Global event structure

Security scanner update complete

{
  "scanner_version": "",
  "scanner_updated_at": "", // (string) JSON-encoded timestamp of when the scanner updated
  "db_version": 0,          // (int) newly updated database version
  "db_updated_at": "",      // (string) JSON-encoded timestamp of when the database updated
  "success": <true|false>   // (bool) whether the update was successful
  "replicas": {             // (object) a map keyed by replica ID containing update information for each replica
    "replica_id": {
      "db_updated_at": "",  // (string) JSON-encoded time of when the replica updated
      "version": "",        // (string) version updated to
      "replica_id": ""      // (string) replica ID
    },
    ...
  }
}

Security scan status codes

  • 0: Failed. An error occurred checking an image’s layer

  • 1: Unscanned. The image has not yet been scanned

  • 2: Scanning. Scanning in progress

  • 3: Pending: The image will be scanned when a worker is available

  • 4: Scanned: The image has been scanned but vulnerabilities have not yet been checked

  • 5: Checking: The image is being checked for vulnerabilities

  • 6: Completed: The image has been fully security scanned

View and manage existing subscriptions

View all subscriptions

To view existing subscriptions, send a GET request to /api/v0/webhooks. As a normal user (i.e., not a MSR admin), this will show all of your current subscriptions across every namespace/organization and repository. As a MSR admin, this will show every webhook configured for your MSR.

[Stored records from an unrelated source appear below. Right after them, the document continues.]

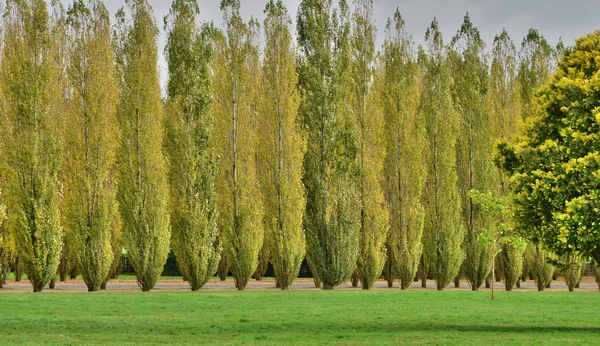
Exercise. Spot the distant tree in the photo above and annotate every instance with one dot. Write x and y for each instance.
(443, 233)
(142, 172)
(282, 147)
(404, 168)
(31, 133)
(192, 166)
(535, 64)
(554, 163)
(368, 116)
(332, 219)
(570, 266)
(239, 199)
(469, 66)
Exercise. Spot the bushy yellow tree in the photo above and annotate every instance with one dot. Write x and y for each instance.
(31, 131)
(192, 167)
(535, 66)
(142, 174)
(91, 141)
(281, 149)
(235, 114)
(405, 167)
(444, 232)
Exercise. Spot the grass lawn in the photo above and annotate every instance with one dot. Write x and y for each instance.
(300, 317)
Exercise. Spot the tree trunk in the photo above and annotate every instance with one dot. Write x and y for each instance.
(354, 279)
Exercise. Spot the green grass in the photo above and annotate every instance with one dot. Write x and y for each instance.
(301, 317)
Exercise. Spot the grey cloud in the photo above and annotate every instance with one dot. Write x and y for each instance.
(553, 19)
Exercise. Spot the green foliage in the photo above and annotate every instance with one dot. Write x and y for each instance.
(553, 166)
(405, 141)
(332, 219)
(142, 174)
(192, 166)
(535, 64)
(504, 104)
(469, 67)
(91, 143)
(367, 113)
(31, 132)
(236, 113)
(256, 317)
(281, 149)
(444, 231)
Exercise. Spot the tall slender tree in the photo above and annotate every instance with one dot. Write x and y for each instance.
(282, 147)
(367, 114)
(31, 133)
(332, 219)
(91, 141)
(535, 65)
(444, 233)
(504, 103)
(239, 199)
(142, 173)
(405, 169)
(469, 66)
(192, 166)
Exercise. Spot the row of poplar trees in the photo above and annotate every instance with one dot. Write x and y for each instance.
(265, 148)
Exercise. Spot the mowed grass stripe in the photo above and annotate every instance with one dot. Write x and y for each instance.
(300, 317)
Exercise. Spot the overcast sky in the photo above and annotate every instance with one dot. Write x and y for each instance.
(553, 19)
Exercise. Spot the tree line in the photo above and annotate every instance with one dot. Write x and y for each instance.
(266, 148)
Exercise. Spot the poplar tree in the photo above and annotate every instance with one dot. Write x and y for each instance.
(505, 107)
(91, 141)
(239, 199)
(31, 134)
(535, 64)
(142, 174)
(282, 147)
(405, 169)
(474, 147)
(443, 232)
(332, 219)
(192, 166)
(367, 114)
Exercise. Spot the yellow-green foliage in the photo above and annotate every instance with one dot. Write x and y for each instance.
(541, 268)
(444, 233)
(235, 115)
(405, 167)
(504, 104)
(281, 149)
(368, 115)
(142, 174)
(469, 68)
(31, 134)
(91, 141)
(554, 166)
(572, 266)
(535, 67)
(192, 167)
(332, 219)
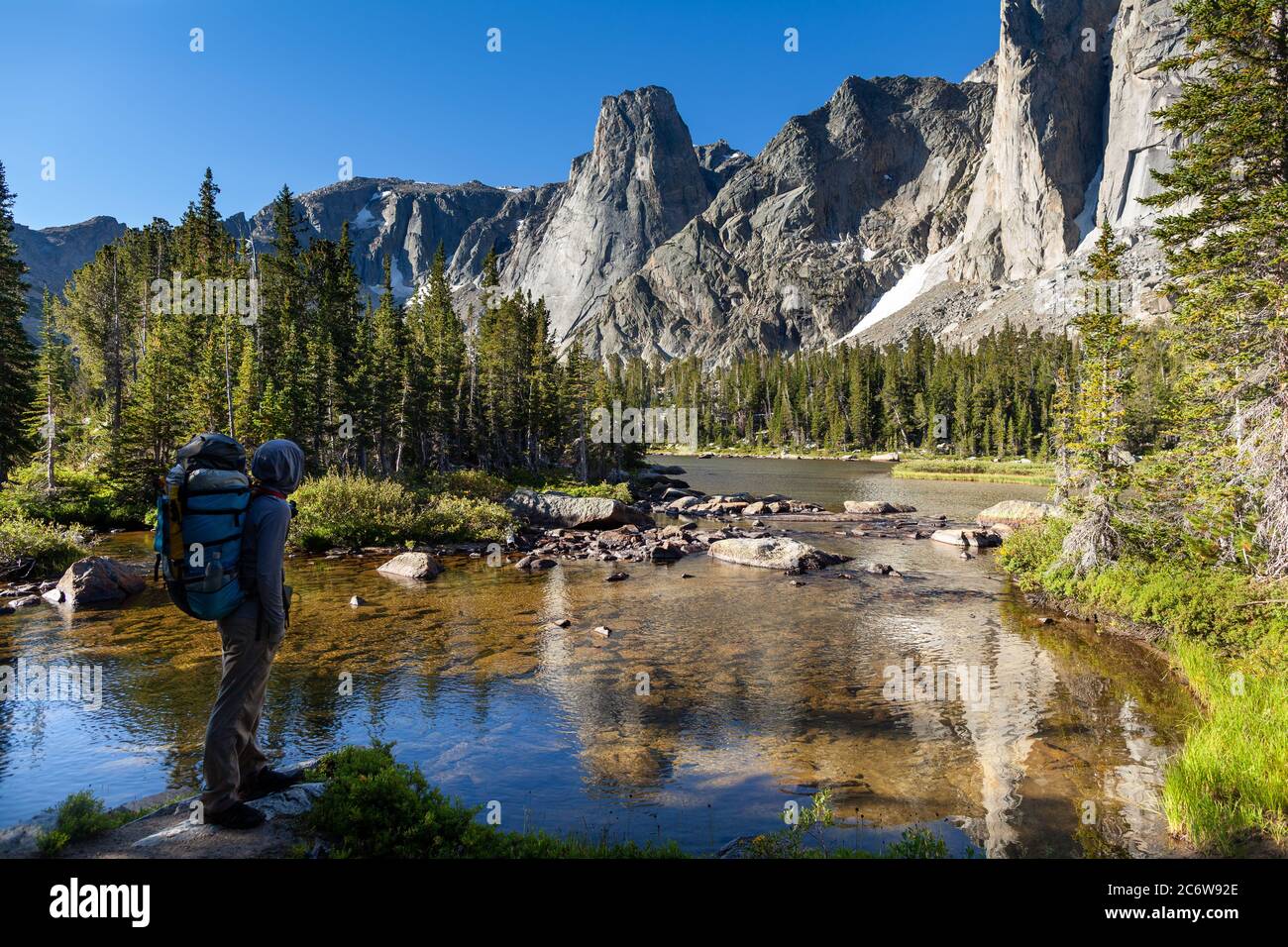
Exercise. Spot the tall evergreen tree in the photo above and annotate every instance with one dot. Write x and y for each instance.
(17, 359)
(1228, 252)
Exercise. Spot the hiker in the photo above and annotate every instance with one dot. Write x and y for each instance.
(236, 768)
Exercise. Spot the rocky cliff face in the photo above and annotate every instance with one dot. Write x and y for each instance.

The API response will be in the following format:

[
  {
    "id": "",        // (string): UUID of the webhook subscription
    "type": "",      // (string): webhook event type
    "key": "",       // (string): the individual resource this subscription is scoped to
    "endpoint": "",  // (string): the endpoint to send POST event notifications to
    "authorID": "",  // (string): the user ID resposible for creating the subscription
    "createdAt": "", // (string): JSON-encoded datetime when the subscription was created
  },
  ...
]

View subscriptions for a particular resource

You can also view subscriptions for a given resource that you are an admin of. For example, if you have admin rights to the repository “foo/bar”, you can view all subscriptions (even other people’s) from a particular API endpoint. These endpoints are:

  • GET /api/v0/repositories/{namespace}/{repository}/webhooks: View all webhook subscriptions for a repository

  • GET /api/v0/repositories/{namespace}/webhooks: View all webhook subscriptions for a namespace/organization

Delete a subscription

To delete a webhook subscription, send a DELETE request to /api/v0/webhooks/{id}, replacing {id} with the webhook subscription ID which you would like to delete.

Only a MSR admin or an admin for the resource with the event subscription can delete a subscription. As a normal user, you can only delete subscriptions for repositories which you manage.